2. What might a resolution look like?
3. What would it take to change your mind?
The event was characterized by the sorts of relationships that can flourish only in the context of ongoing interactions. In this sense, TCF was grateful to observe and participate in the development of relationships which have withstood – and continue to withstand – moments of significant misunderstanding and differences in positions and perspectives. As the faculty group continues to fold in new members, these scholars “catch” the approach from the longstanding members and contribute their own unique perspectives and passions. The group is diverse and willing to probe controversial topics, so participants regularly encounter difficulties in their exchanges. But controversy is contextualized, finding its place within the group’s common commitment to one another in Christ, and to the common pursuit of truth in love. An important instance of this came at a juncture when one member called attention to the Apostles Creed as a unifying confession held in common by the entire group.

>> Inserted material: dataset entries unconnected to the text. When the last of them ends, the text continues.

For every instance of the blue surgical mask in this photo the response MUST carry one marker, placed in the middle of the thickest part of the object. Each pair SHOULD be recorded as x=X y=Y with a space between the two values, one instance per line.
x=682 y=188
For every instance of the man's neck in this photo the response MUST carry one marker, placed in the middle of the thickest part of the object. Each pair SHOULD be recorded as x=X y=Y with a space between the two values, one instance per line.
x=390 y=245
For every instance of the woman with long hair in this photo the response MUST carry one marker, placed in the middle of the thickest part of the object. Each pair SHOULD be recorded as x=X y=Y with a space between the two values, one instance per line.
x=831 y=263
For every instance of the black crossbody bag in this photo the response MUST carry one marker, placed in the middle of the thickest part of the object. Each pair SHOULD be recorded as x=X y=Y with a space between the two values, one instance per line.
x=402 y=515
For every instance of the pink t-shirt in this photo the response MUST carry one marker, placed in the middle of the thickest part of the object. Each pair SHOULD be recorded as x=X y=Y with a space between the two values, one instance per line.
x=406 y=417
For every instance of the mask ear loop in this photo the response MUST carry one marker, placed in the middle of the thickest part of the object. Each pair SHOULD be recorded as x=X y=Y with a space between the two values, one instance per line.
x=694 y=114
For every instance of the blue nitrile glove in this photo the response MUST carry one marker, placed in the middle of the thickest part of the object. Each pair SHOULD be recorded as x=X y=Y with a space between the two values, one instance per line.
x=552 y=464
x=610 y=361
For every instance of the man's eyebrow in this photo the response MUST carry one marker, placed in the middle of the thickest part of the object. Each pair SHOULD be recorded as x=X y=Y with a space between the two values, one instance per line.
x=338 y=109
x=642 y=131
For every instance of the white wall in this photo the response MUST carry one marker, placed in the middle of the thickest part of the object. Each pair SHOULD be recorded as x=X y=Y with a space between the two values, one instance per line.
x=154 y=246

Another recurring theme was the necessity of relying upon expert knowledge in these discussions. Participants acknowledged 1) the vast amount of knowledge we simply don’t yet possess and 2) the particular challenge of expertise. This last consideration reveals significant humility, as participants frankly discussed the narrowness of any field to which a scholar might actually claim mastery. The increasing range of knowledge available necessarily requires intense specialization, leading to experts with quite precise limitations on their fields of proficiency. This, in turn, highlights the need for communal discernment, as only in the interaction of experts will truth fully come to light.
Union University has worked to foster charitable faith/science conversations for longer than TCF has been in existence. We are grateful for partners like Union who work to build strong networks of scholars who are willing to enter into discussions in the midst of sometimes difficult differences. We are privileged to support their work, and to learn from their ongoing efforts to foster relationships for the purpose of discerning the truth together.